Anderson, W., ‘The Scottish Corpus of Texts and Speech’. Talk delivered to the Scottish Society of the Institute of Linguists, Perth, 21 May 2005
The Scottish Corpus of Texts and Speech was first launched on the Web on St Andrew’s Day 2004, and is updated regularly. Six months on, we have already received a very positive response from both the academic and the general community, and we hope that the value of the Corpus as a record of the current-day linguistic situation in Scotland will grow as it increases in size and flexibility, and as balance is improved.
This talk will outline the nature of the Corpus, and through examples, demonstrate the value of corpus methodology for linguistics. SCOTS at present is concentrating on texts in Scottish English and all varieties of Scots (e.g. Doric, Lallans, insular Scots, urban varieties…), of as full a range as possible of text types, including fiction, poetry, correspondence, conversation and interviews, journalism and official writing. The majority of the final Corpus will consist of written texts, but a sizeable proportion will be spoken language, made available as orthographic transcriptions synchronised with source audio or video files. All texts, both written and spoken, are accompanied by detailed metadata, which make the Corpus particularly amenable to sociolinguistic investigations.

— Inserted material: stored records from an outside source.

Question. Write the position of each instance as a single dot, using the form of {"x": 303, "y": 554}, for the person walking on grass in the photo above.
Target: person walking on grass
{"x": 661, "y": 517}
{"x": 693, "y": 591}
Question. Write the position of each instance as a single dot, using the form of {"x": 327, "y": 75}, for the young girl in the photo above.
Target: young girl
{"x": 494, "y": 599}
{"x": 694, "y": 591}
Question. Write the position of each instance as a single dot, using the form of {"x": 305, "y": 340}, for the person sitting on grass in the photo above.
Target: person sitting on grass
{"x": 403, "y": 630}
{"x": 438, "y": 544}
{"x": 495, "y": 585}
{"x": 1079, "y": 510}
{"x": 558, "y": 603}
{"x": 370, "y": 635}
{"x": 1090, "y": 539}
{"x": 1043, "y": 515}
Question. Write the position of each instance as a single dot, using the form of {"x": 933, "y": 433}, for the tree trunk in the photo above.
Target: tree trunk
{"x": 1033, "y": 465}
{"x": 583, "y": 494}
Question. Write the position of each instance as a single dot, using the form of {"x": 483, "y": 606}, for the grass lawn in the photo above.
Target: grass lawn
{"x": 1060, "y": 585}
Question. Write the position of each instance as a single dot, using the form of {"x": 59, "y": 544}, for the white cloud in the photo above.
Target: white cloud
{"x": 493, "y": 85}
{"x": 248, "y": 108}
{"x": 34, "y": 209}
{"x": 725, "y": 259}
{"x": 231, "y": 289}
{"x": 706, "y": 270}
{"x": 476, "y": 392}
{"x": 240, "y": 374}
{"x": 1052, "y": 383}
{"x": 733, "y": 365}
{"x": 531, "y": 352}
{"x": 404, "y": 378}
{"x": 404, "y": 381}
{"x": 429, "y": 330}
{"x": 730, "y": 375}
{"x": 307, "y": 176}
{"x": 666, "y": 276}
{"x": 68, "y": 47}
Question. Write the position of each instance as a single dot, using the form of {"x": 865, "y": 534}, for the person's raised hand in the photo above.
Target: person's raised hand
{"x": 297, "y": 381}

The multimedia nature of the Corpus is one of its strengths, but also a real challenge for a web-delivered resource, especially one which targets both academic researchers and general users. Other issues which must be considered include non-standard spelling in Scots, text availability, and the provision of analysis tools over the Web. Even as we are still attempting to overcome these hurdles, however, there is evidence that the SCOTS Corpus is already a significant resource for linguistic and cultural study, and I shall demonstrate some of its possible uses here.